24 Kasım 2021 Çarşamba

Mutlak Olana Övgüler

 


“Mağarada güvende hissediyorum…”

Bir gün oturmuş bir arkadaşımla neden mağaracılık yaptığım hakkında konuşurken çıkmıştı dudaklarımdan bu sözcükler. Arkadaşım çok şaşırmıştı bu söylediğime. Mutlak bir karanlığın hakim olduğu, kaygan, ıslak bazen, bazen sıkışık veya derin bir bağlamda insan nasıl olurdu da güvende hissederdi? Haklıydı… Mağaracılığa çok temel bir bakış açısı ile baktığımızda bu işi yapmak hiç de akıllıca değildi ne de yaramazca, bir kalıba sığar yanı yoktu. Peki o zaman ben neden nasıl güvende hissediyordum? Cevap yine çok basit. Bir mağarada başıma gelebilecek olayların sayısı belli ve neredeyse sabit. Daha doğrusu mağaralar çok dinamik yerlerse de ihtimaller oldukça statiktir. Güvenimin sağlam zemini tam olarak bu: Sınırlı sayıdaki olasılığın rahatlığı, dahası güzelliği…
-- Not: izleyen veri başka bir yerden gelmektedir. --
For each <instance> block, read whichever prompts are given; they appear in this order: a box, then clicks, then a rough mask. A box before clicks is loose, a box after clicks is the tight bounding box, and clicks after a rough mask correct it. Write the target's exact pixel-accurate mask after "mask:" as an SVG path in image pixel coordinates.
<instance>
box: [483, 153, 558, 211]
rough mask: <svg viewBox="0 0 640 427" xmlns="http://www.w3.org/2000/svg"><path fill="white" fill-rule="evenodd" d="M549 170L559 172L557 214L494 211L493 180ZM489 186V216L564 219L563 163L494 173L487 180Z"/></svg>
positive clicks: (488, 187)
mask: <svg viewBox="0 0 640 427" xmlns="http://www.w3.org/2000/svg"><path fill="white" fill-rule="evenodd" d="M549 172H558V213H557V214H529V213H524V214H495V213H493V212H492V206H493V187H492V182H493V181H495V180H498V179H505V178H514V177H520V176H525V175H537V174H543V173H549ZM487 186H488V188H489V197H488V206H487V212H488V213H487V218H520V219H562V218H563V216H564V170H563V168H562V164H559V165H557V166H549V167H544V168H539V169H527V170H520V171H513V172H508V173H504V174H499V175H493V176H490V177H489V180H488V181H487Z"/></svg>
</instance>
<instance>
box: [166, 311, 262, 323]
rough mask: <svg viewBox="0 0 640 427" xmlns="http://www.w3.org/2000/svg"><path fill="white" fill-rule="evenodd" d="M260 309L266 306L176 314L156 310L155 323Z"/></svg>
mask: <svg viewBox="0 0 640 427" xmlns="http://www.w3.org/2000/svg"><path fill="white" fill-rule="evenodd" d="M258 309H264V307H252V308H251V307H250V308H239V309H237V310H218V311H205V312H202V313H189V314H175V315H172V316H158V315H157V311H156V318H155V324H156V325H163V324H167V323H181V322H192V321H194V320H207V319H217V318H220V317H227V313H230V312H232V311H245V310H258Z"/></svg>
Bir mağarada hiçbir canlı ile bağlam ve iletişim sorunu yaşanmaz. Hiçbiri duygusal değildir veya pragmatik. Kimse kimseyi rahatsız etmez, herkes ve her şey olduğu gibidir. Yegane uğraş keşfetmek veya hayatta kalmaktır. Beklentiler, hayaller, dilekler karışmaz hiçbir adımın arasına. Mesela kime sorsanız Sarpunalınca otoban gibidir, yaldır yaldır gidilen. Ya da Utku’ya sorsanız Çokrağan peynir gibidir. İnsan bir peynirden ne bekler ve bir peynirin yaşatabileceği olasılıklar nedir ki? Belki de bunu Utku’ya sormamız lazım 😊

Işığınız varsa görüşünüz 25 metre kadardır örneğin. Işığınız yoksa mutlak bir karanlığın içinde asılı kalırsınız. Uzayda uçmak gibidir bu karanlık, sanki kafanızı eğseniz altınızda ışıl ışıl dünyayı göreceksiniz ya da kafanızı biraz kaldırsanız Plüton’u. Kulağınıza çalınacak seslerin frekans aralığı çok nettir, bir yarasa cıvıltısından bir kaya düşmesi aralığınca… Karanlığın ve kötülüğün birbirine zıt düştüğü bir yerdir mağara, masalların aksine. Doğal, gerçek. Bu da demek oluyor ki mana zorlamalarından sıyrılmıştır. Tıpkı bir çocuk gibi demek yanlış olmaz bence. Yalansız dolansız, düz, dümdüz. Bir çocuğun yanında güvensiz hissetmemek gibidir mağarada güvende hissetmek. Ya da ben uslanmaz bir iyimserimdir ve tüm bu sözcükler bir iyimserin düş bahçesinin ürünleridir…

R*

0 yorum:

 

İletişim

Bu blogda yazar olarak yer almak ve katkıda bulunmak istiyorsanız, blog yöneticileri ile iletişime geçmeniz yeterli olacaktır.



Blog Yöneticileri

HAKKINDA

Hacettepe Üniversitesi Mağara Araştırma Topluluğu (HÜMAK) 1988 yılında kurulmuştur. Kurulduğu günden itibaren Türkiye’nin çeşitli bölgelerinde araştırma ve eğitim faaliyetlerine devam etmektedir.

AMAÇ

Hacettepe Üniversitesi Mağara Araştırma Topluluğu 'nun (HÜMAK) çok yazarlı resmi ve gayrıresmi paylaşım ortamıdır.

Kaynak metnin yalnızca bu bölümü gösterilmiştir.